Under the ECHR, any European country facing an extradition request is obliged to consider the individual’s ability to receive a fair trial in the country. Assange's case is inherently political. This could result in an unfair trial, in which case, the UK should not extradite Assange.
Given the nature of his crimes, Assange would be unlikely to receive a fair trial in the US legal system. The US government appoints the country’s judges, and the government was on the receiving end of Assange’s leaks. It would be impossible for him to receive fair and impartial treatment in the US judiciary. A US judge would be able to seal evidence and restrict the defence team’s access to government documents. It could even meet in private with the prosecution team, as occurred in the high-profile case of whistleblower John Kiriakou when he was accused of espionage after revealing details of the US government’s illegal use of torture. The Eastern District of Virginia is known as the ‘Espionage court’ and illustrates how weighted the US legal system is against whistleblowers and those accused of exposing national security secrets. No national security defendant has ever won a case there.
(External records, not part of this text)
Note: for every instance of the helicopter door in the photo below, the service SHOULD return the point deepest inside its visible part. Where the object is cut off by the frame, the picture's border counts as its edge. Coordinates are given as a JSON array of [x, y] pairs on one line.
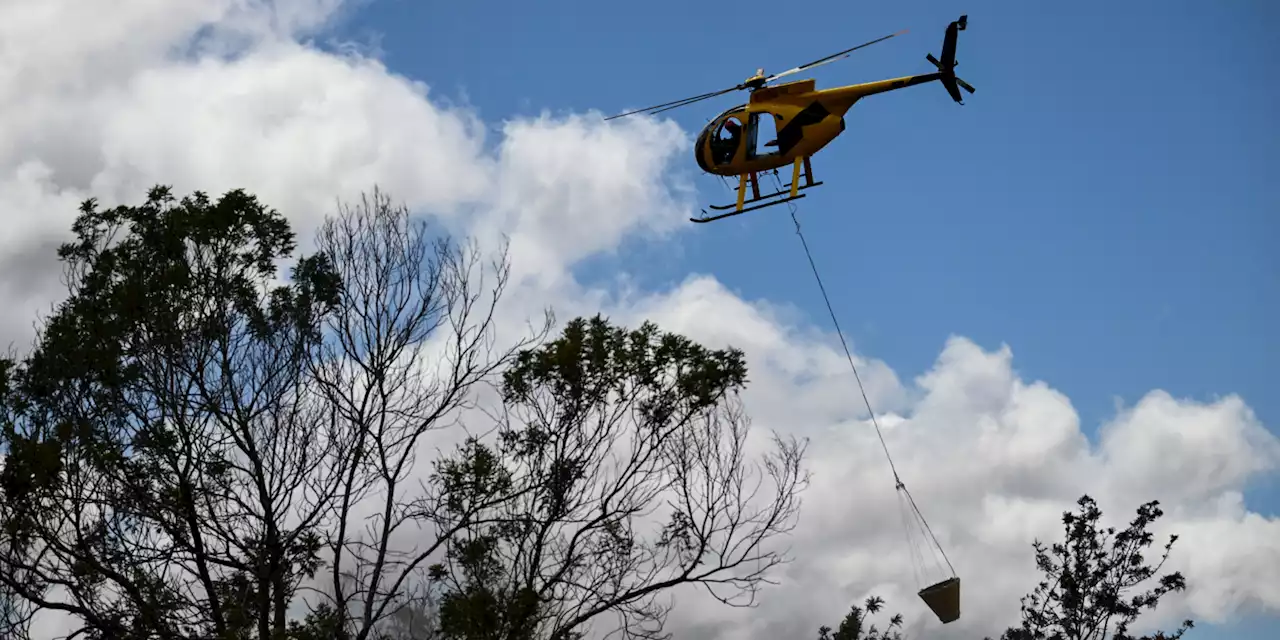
[[728, 137], [764, 135]]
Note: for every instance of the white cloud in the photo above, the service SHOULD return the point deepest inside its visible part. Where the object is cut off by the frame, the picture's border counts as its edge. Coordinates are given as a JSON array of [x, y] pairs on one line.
[[106, 101]]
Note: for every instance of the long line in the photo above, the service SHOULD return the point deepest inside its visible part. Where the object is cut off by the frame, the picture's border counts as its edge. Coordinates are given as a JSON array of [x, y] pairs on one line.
[[862, 389]]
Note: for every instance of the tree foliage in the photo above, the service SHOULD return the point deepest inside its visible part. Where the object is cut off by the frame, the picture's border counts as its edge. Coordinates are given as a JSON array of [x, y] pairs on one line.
[[858, 626], [1089, 577], [196, 447], [160, 479]]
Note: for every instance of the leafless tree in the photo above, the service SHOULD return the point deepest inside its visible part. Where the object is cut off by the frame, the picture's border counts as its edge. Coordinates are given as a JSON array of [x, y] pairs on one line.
[[626, 456], [406, 348]]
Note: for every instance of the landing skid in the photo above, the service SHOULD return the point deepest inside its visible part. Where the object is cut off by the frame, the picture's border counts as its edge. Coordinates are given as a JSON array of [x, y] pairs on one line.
[[791, 191]]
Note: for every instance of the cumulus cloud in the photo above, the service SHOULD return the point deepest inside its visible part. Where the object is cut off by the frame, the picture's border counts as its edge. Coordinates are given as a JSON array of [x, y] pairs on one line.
[[108, 100]]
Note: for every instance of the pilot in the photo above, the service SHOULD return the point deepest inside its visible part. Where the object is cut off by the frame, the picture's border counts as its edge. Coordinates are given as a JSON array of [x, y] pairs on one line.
[[727, 146]]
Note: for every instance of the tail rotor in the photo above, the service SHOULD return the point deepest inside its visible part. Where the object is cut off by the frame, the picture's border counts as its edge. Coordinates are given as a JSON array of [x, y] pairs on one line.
[[947, 65]]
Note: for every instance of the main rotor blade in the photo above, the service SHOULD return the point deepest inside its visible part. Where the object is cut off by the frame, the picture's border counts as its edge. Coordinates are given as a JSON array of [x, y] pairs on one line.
[[675, 104], [831, 58]]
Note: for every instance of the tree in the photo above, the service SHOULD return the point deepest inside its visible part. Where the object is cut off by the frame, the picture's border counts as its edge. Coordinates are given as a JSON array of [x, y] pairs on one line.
[[406, 344], [167, 467], [622, 460], [854, 626], [1089, 575]]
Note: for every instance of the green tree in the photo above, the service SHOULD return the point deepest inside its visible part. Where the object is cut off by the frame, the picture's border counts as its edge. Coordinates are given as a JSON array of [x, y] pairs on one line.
[[855, 624], [626, 469], [1089, 576], [167, 469]]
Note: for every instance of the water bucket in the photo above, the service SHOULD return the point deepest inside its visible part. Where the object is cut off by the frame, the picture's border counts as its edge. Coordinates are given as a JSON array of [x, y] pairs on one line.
[[944, 599]]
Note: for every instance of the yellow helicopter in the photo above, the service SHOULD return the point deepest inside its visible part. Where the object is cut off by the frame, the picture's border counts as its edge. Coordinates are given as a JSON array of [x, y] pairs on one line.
[[796, 120]]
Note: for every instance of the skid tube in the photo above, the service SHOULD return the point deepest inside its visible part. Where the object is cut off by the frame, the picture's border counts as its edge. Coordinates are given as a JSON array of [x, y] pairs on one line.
[[791, 191]]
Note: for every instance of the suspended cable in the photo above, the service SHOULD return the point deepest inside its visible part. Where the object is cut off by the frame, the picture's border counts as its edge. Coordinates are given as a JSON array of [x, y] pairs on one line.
[[862, 389]]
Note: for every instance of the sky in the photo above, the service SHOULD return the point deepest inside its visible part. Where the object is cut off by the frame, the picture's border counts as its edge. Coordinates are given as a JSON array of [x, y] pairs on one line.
[[1061, 287]]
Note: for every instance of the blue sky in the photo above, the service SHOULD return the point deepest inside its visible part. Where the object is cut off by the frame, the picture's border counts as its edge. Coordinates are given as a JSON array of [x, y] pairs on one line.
[[1102, 204]]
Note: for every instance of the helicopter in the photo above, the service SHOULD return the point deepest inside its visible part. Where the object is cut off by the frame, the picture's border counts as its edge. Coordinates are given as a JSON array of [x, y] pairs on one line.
[[803, 119]]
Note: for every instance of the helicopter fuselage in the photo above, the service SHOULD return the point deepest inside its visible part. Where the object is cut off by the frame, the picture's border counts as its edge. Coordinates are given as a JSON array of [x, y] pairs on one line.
[[804, 120]]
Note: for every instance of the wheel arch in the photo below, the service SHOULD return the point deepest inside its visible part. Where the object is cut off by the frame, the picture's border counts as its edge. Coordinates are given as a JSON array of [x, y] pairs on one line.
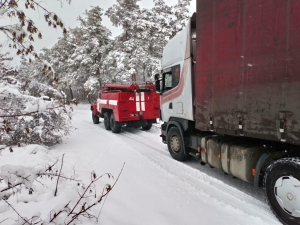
[[179, 126]]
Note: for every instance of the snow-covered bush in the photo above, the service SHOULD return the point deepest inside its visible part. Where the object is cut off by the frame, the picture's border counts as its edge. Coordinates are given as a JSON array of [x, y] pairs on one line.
[[32, 113], [42, 181]]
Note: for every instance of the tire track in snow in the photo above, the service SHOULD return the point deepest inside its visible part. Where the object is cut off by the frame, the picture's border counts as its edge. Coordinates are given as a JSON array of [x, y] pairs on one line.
[[201, 181]]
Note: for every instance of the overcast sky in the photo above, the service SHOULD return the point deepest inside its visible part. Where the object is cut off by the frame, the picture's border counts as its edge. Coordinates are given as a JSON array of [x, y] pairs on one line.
[[69, 14]]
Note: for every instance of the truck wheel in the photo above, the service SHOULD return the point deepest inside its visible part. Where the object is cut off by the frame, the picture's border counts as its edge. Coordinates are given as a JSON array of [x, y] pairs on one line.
[[106, 121], [115, 126], [95, 118], [175, 144], [282, 186], [147, 126]]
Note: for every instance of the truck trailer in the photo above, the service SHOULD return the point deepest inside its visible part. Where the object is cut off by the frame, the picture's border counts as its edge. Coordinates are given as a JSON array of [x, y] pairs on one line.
[[230, 88]]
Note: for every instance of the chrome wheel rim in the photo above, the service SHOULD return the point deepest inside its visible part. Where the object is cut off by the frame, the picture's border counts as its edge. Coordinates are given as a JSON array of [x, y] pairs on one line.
[[287, 193]]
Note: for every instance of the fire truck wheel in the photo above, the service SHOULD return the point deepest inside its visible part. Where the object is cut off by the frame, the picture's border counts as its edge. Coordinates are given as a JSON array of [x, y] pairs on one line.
[[95, 118], [115, 126], [106, 121], [147, 126], [175, 144], [282, 186]]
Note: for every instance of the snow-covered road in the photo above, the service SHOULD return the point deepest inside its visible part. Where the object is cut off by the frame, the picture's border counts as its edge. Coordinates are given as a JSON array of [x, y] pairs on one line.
[[153, 188]]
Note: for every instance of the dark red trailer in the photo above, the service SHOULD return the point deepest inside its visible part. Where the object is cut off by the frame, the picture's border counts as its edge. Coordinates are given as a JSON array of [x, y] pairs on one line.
[[230, 95]]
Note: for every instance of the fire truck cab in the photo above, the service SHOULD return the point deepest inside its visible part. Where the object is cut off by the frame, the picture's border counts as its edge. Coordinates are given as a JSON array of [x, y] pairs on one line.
[[131, 104]]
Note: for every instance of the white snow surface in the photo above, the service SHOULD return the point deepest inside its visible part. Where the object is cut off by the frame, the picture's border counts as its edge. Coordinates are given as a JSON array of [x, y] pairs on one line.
[[152, 189]]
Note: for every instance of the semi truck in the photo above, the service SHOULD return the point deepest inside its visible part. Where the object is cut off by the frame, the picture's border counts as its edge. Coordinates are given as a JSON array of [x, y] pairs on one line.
[[136, 105], [230, 89]]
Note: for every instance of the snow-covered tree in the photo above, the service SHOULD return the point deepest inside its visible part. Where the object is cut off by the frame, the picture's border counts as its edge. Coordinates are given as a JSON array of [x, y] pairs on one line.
[[145, 33], [17, 26]]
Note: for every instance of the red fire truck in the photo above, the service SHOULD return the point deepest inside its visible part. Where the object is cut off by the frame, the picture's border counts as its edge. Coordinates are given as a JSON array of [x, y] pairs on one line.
[[136, 105]]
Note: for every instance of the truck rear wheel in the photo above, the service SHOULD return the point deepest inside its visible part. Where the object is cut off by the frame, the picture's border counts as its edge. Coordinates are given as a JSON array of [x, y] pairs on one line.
[[282, 186], [115, 126], [106, 121], [95, 119], [175, 144], [147, 126]]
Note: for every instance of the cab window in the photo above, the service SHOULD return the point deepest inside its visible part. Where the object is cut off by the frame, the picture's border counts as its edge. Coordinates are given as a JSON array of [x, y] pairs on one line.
[[171, 77]]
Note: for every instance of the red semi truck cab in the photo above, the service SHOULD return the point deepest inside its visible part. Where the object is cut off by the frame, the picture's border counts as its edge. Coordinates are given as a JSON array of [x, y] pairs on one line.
[[136, 105]]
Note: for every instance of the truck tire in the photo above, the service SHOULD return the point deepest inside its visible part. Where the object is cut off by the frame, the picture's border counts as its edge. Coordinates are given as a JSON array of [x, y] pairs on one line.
[[115, 126], [175, 144], [95, 119], [282, 186], [106, 121], [147, 126]]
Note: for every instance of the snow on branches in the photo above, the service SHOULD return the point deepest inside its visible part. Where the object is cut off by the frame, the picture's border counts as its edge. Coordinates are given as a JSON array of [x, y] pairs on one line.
[[25, 119], [20, 29], [40, 179]]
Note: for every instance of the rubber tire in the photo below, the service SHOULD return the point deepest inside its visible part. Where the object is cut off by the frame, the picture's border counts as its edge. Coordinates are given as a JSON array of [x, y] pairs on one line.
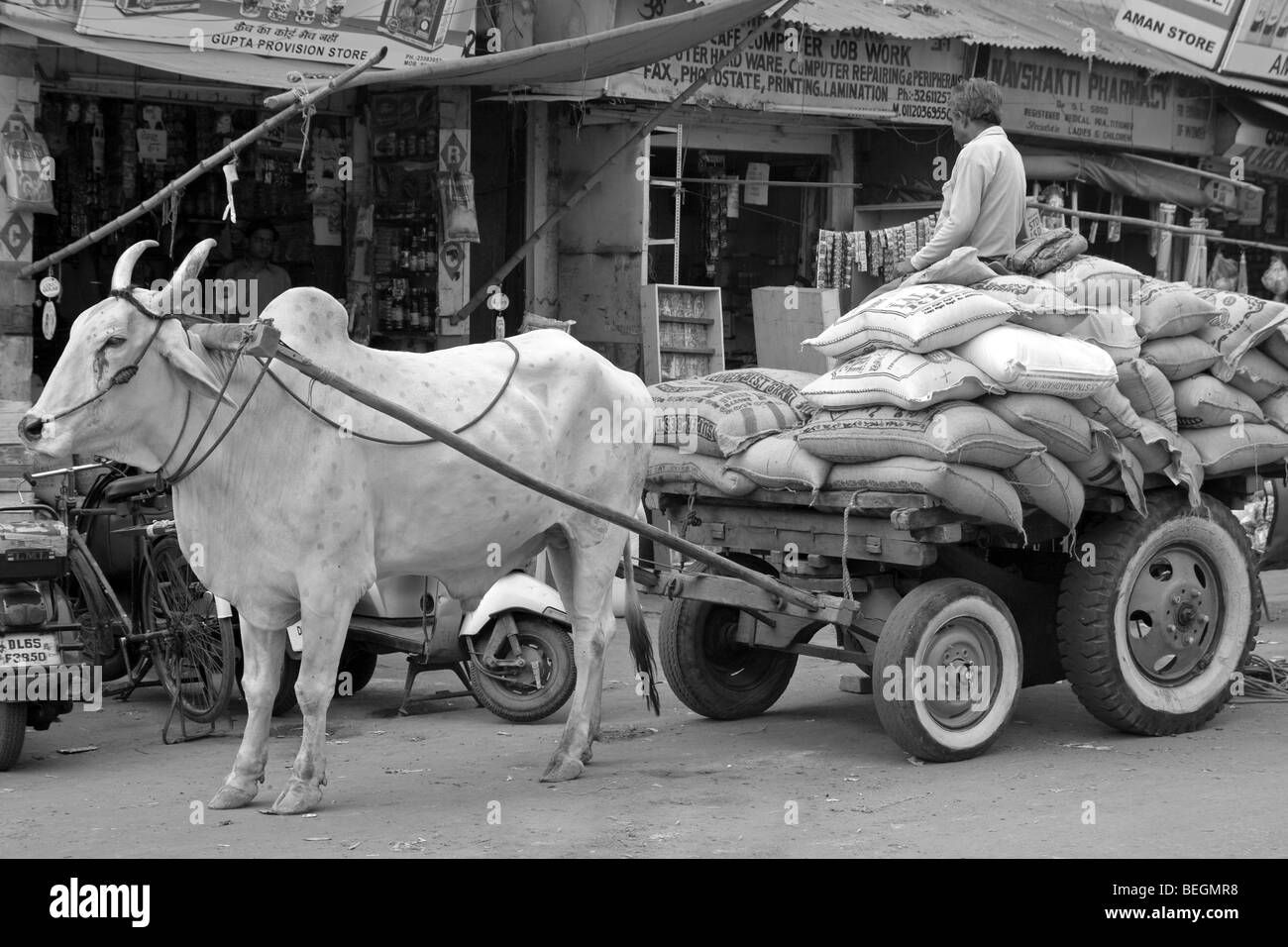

The right to a fair trial in all civil and criminal proceedings that take place on US soil is enshrined in the US Fourteenth Amendment in the Constitution. The US Justice System also meets the international requirements for an independent and impartial judiciary as laid out in article 14 of the OHCHR. The UK, therefore, would have no legal grounds to reject the United States' extradition request over concerns that Assange would not receive a fair trial in the US legal system.
[P1] The UK is obliged to consider whether the defendant would receive a fair trial before approving their extradition. [P2] Assange would not receive a fair trial in the US. [P3] Therefore, the UK should not approve the extradition request.
Rejecting the premises
[Rejecting P2] Assange would receive a fair trial.